Coders have always looked for new and expanded codes each year to identify illnesses or viruses that are encountered in the physician office or hospital. The use of unspecified or “not elsewhere specified” is a normal coding scenario for many specialties because no other specific code is available to identify the diagnosis listed in the medical records.
“ICD-10 has an improved structure for this new code set, and the specificity in the codes will make it much easier for practices to find the correct codes, especially for rheumatology,” says Antanya Chung, CPC, CPC-I, CRHC, CCP, director of practice management for the ACR.
“Changing from ICD-9 to ICD-10 will affect every aspect of rheumatology practices nationwide,” says Chung. “Preparation is the key for implementation, and physicians and their practice staff should begin the groundwork now.” That said, Chung thinks that the organization and layout of ICD-10 is much better. There are now 21 chapters in ICD-10, compared with 19 chapters in ICD-9. One major change is the expansion of the musculoskeletal and connective tissue section, which now has more specificity and laterality that will make it much easier for rheumatology practices to code to the highest level.
Most coders feel that the new codes will open the door for education and training on documentation guidelines for physicians. “Documentation is the key to coding correctly and with more specificity in ICD-10. Physicians should see fewer denials for medical necessity after the initial phase-in of ICD-10,” says Melesia Tillman, CPC, CRHC, CHA, the ACR coding and reimbursement specialist. The denial rate for medical necessity should fall tremendously with the adoption of ICD-10, as long as physicians and staff are appropriately trained to use the new code set, so training will be very important.

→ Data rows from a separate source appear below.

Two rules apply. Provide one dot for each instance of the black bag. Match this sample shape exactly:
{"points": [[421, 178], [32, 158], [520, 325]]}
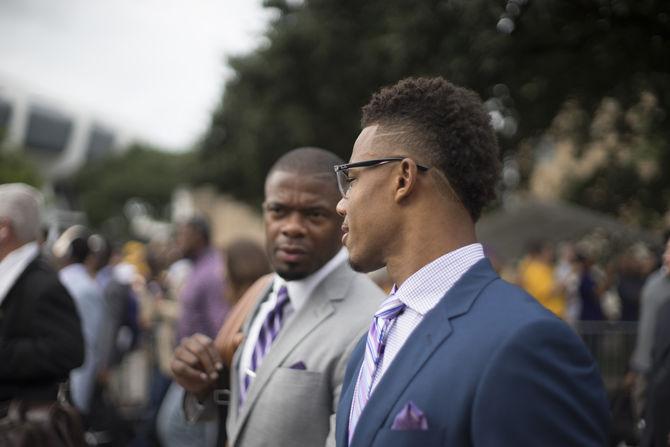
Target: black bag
{"points": [[41, 424]]}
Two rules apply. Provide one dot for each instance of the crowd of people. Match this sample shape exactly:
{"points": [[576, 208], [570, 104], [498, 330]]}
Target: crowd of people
{"points": [[294, 344]]}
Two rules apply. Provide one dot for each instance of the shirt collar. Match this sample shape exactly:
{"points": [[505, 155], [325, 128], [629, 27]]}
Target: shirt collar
{"points": [[300, 290], [14, 264], [426, 287]]}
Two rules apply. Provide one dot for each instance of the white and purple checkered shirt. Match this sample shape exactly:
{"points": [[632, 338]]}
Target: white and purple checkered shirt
{"points": [[421, 292]]}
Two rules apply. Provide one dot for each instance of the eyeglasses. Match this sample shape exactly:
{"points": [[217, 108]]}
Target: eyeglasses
{"points": [[342, 171]]}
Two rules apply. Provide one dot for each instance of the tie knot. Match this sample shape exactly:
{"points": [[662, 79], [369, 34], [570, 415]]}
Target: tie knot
{"points": [[390, 308], [282, 296]]}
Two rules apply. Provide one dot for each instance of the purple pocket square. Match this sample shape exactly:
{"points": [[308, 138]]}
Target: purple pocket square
{"points": [[299, 365], [410, 418]]}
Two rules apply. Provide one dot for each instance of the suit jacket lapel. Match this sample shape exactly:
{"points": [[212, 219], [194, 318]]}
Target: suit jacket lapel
{"points": [[426, 338], [317, 308], [347, 395], [234, 403]]}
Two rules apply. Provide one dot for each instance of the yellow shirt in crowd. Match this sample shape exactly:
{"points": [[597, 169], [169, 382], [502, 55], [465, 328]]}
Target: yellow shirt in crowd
{"points": [[537, 278]]}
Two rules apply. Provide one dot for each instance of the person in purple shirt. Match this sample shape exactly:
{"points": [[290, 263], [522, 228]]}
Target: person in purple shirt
{"points": [[203, 308]]}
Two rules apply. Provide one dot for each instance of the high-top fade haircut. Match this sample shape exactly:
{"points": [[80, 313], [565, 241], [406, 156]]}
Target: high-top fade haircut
{"points": [[448, 127], [309, 161]]}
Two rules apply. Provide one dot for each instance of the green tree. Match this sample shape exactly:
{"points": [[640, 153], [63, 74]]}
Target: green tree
{"points": [[17, 167], [323, 58], [102, 188]]}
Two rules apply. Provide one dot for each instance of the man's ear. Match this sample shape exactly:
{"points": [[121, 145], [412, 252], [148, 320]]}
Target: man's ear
{"points": [[406, 178]]}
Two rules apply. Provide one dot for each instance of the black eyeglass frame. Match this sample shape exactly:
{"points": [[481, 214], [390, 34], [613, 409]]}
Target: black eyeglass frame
{"points": [[342, 169]]}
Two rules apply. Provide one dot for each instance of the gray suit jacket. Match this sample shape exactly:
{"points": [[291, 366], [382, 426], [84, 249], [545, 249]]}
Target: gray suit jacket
{"points": [[296, 407]]}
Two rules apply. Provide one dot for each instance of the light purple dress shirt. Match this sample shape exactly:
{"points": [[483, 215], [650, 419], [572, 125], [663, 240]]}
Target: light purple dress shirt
{"points": [[202, 301]]}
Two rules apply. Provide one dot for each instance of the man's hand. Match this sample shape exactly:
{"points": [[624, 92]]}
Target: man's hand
{"points": [[196, 364]]}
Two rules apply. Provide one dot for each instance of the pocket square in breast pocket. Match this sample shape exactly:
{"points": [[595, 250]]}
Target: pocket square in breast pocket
{"points": [[298, 365], [410, 418]]}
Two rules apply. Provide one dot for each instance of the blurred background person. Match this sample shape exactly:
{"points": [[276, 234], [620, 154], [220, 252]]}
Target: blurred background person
{"points": [[655, 294], [246, 261], [536, 276], [40, 330], [202, 309], [656, 431], [566, 275], [631, 274], [77, 274]]}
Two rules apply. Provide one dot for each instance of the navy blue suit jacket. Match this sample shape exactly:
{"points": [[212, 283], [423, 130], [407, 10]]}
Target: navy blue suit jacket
{"points": [[488, 366]]}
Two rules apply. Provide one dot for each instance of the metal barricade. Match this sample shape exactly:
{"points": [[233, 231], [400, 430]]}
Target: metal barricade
{"points": [[611, 343]]}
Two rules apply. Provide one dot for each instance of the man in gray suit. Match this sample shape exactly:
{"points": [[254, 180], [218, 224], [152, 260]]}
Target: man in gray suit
{"points": [[287, 373]]}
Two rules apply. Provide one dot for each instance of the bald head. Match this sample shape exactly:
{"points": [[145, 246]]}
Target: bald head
{"points": [[20, 208], [310, 161]]}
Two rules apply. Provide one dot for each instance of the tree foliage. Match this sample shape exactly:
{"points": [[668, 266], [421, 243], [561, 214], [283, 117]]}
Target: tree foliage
{"points": [[322, 59], [103, 188], [15, 166]]}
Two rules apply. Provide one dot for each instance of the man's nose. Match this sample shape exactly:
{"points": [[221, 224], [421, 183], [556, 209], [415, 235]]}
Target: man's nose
{"points": [[294, 226]]}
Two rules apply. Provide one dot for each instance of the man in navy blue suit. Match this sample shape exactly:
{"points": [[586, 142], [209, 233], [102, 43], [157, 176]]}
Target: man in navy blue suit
{"points": [[455, 356]]}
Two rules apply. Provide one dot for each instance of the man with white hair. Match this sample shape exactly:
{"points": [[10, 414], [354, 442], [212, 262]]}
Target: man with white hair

There are similarities and differences between ICD-9 and ICD-10. Similarities include the hierarchal structure, the meanings of the symbols, and the criteria for code assignment of the principal diagnosis code. Coders should always remember the general rule of coding: Never to code from one section only! Both the tabular and alphabet index should be used when coding, and this is still the rule in the ICD-10 code set.